Mitte der 1990er Jahre wird in dem einflussreichen Buch The New Production of Knowledge darauf hingewiesen, wie sehr sich die Wissensproduktion in der zweiten Hälfte des 20. Jahrhunderts durch technologische und gesellschaftliche Entwicklungen massgeblich verändert hat (Gibbons et al. 1994). Die AutorInnen beschreiben die traditionell akademische Wissensproduktion als Mode 1, die neu entstehende als Mode 2Mode 1 wird als am newtonschen naturwissenschaftlichen Ideal orientierte Wissensproduktion beschrieben, die nur innerhalb eines akademisch-institutionellen Rahmens produziert werden könne. Die Mode 2-Wissensproduktion hingegen erfolgt in einem konkreten Anwendungskontext, sie ist transdisziplinär, heterogen und weder auf eine bestimmte Lokalität noch auf eine bestimmte akademische Form ausgerichtet. Der Mode 2-Forschungsprozess ist temporär und entsteht dialogisch zwischen Forschungsakteuren und- subjekten. Gesellschaftliche Veränderungen wie Globalisierung und Kommerzialisierung der Forschung sowie die steigende Anzahl von Studierenden sind konkrete Forschungszusammenhänge, die die Mode 2-Wissensproduktion hervorgebracht haben. Gibbons et al. argumentieren, dass eine Beherrschung der Mode 2-Wissensproduktion nur auf derjenigen der Mode 1 basieren kann.
Mode 2 wurde in verschiedenen Fachbereichen heftig diskutiert und kritisiert. Hauptsächlich werden am Konzept des Mode 2 kritisiert, dass es zu pauschalisierend sei und einen Appell an eine höhere Wahrheit romantisiere. Die Kritik stammt insbesondere von AkademikerInnen in traditionellen und in der Gesellschaft fest verankerten Disziplinen. Lob lässt sich vor allem von Forschenden in berufsbezogenen Fächern, von neueren Universitäten und höheren Fachhochschulen, sowie solchen, die sich generell ausserhalb des akademischen Systems befinden, vernehmen (Nowotny 2003: 179). Gibbons et al. hat einen Folgeband mit dem Titel Re-thinking of Science veröffentlicht, in dem sie Stellung zur vielfach geäusserten Kritik am ersten Buch nehmen.
Gegenwärtig wird das Mode 2-Konzept häufig mit Transdisziplinarität gleichgesetzt, dessen Forschungserfolg seit den Nullerjahren, vor allem in den Natur- und Sozialwissenschaften einen zentraleren Stellenwert einnimmt.
Im Diskurs zwischen den Künsten wird das Mode 2-Konzept vor allem im Design und der Architekturforschung für die Darstellung der eigenen Wissensproduktion verwendet (Marais 2011; Dunin-Woyseth 2010). Helga Nowotny, eine der AutorInnen von Mode 2, ist gegenwärtig auf die Forschung in den Künsten konzentriert und konstatiert einen neuen Trend in «practice-based research in and through the arts» (Nowotny 2010: xvii). Nowotny intendiert eine Institutionalisierung der Künstlerischen Forschung an Universitäten und Fachhochschulen und setzt sich damit für eine Förderung der Mode 2-Wissensproduktion in der Kunstausbildung ein.

 

Literatur

Dunin-Woyseth, Halina: Some Notes on Mode 1 and Mode 2: Adversaries or Dialogue Partners? In: Michael Biggs, Henrik Karlsson (Hg.): The Routledge Companion to Research in the Arts. 2010, S. 64-81.
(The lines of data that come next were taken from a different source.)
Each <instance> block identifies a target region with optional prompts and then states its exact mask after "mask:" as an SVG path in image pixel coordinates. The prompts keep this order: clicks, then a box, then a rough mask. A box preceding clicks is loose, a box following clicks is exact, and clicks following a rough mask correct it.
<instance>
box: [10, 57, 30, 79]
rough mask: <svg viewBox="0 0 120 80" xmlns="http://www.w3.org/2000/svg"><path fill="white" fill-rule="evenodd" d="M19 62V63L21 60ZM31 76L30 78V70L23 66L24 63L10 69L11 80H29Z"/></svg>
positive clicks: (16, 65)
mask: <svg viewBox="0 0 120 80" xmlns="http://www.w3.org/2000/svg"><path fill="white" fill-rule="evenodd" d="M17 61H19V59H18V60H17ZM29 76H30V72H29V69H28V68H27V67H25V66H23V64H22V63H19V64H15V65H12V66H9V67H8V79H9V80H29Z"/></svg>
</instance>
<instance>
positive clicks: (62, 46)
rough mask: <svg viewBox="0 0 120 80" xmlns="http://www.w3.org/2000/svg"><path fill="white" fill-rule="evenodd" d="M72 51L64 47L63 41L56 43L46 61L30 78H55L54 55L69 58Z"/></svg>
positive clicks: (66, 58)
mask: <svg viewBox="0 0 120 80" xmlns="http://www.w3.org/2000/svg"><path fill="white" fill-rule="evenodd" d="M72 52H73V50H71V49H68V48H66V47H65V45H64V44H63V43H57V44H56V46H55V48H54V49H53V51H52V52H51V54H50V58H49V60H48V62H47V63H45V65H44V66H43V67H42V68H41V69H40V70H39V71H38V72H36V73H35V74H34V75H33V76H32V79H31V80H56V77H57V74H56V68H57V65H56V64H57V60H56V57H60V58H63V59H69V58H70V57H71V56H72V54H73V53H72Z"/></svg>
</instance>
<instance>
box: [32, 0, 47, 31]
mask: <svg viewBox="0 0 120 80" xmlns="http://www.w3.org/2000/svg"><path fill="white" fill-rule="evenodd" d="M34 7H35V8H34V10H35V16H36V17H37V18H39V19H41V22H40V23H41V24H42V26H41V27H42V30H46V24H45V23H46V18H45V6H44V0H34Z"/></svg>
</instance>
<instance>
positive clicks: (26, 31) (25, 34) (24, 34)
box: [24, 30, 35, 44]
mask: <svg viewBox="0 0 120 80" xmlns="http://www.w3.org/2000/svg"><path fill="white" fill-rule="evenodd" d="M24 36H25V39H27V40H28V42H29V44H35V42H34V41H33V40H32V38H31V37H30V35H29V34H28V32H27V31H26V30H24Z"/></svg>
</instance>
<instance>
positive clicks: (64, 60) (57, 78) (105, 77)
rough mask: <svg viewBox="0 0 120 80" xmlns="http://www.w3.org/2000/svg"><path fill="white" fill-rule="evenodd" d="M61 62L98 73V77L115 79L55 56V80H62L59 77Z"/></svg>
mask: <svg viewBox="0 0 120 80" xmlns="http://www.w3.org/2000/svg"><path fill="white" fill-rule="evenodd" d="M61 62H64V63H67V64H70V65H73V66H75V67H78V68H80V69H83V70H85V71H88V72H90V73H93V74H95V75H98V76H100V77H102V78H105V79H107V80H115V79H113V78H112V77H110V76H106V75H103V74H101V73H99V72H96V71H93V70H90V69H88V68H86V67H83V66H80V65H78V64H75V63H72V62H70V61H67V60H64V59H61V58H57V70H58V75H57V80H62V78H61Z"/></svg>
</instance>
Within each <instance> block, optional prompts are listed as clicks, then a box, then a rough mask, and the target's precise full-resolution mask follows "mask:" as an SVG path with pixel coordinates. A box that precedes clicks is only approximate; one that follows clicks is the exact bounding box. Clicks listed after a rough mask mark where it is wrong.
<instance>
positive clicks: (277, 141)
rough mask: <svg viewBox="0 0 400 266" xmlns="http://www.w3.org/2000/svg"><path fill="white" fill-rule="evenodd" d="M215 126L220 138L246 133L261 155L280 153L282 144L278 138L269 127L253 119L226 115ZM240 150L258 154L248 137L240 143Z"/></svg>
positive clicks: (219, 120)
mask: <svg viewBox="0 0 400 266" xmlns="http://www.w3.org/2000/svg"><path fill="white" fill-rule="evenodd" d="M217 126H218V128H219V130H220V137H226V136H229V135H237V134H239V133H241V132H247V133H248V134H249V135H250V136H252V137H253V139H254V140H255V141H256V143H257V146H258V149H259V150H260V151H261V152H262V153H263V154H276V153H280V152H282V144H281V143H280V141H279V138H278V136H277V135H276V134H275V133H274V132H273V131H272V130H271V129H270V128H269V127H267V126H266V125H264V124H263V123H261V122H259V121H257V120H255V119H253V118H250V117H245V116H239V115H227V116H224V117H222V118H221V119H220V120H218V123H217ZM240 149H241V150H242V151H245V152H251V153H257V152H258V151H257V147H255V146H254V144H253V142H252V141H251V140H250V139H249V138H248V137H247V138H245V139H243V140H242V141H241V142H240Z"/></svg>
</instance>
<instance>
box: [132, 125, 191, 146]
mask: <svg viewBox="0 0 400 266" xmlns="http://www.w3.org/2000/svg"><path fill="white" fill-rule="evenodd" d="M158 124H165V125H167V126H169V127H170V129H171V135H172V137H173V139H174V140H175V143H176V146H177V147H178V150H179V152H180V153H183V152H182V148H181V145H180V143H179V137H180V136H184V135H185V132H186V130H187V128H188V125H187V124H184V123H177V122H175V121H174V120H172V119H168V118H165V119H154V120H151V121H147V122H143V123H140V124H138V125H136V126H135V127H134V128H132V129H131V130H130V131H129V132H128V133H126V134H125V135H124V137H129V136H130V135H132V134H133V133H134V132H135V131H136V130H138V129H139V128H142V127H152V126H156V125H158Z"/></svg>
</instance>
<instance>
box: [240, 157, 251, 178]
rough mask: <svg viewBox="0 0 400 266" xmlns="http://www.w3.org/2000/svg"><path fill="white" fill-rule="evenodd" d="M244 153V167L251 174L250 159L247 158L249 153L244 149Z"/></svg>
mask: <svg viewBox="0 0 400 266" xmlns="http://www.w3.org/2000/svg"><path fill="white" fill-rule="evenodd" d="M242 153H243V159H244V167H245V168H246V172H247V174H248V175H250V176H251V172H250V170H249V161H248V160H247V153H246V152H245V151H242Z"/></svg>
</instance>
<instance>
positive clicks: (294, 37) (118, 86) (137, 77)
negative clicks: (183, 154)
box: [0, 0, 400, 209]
Gibbons, Michael; Limoges, Camille; Nowotny, Helga; Schwarzman, Simon; Scott, Peter; Trow, Martin: The New Production of Knowledge: The Dynamics of Science and Research in Contemporary Societies. London 1994.

Mareis, Claudia: Design als Wissenskultur. Interferenzen zwischen Design- und Wissensdiskursen seit 1960. Bielefeld 2011.

Nowotny, Helga; Scott, Peter; Gibbons, Michael: “Mode 2” revisited. In: Minerva, Vol. 41, 2003, S. 179-194.

Nowotny, Helga; Scott, Peter; Gibbons, Michael: Re-thinking Science: Knowledge and the Public in an Age of Uncertainty. Cambridge 2001.

Nowotny, Helga: Foreword. In: Biggs, Michael; Karlsson, Henrik (Hg.): The Routledge Companion to Research in the Arts. New York 2010.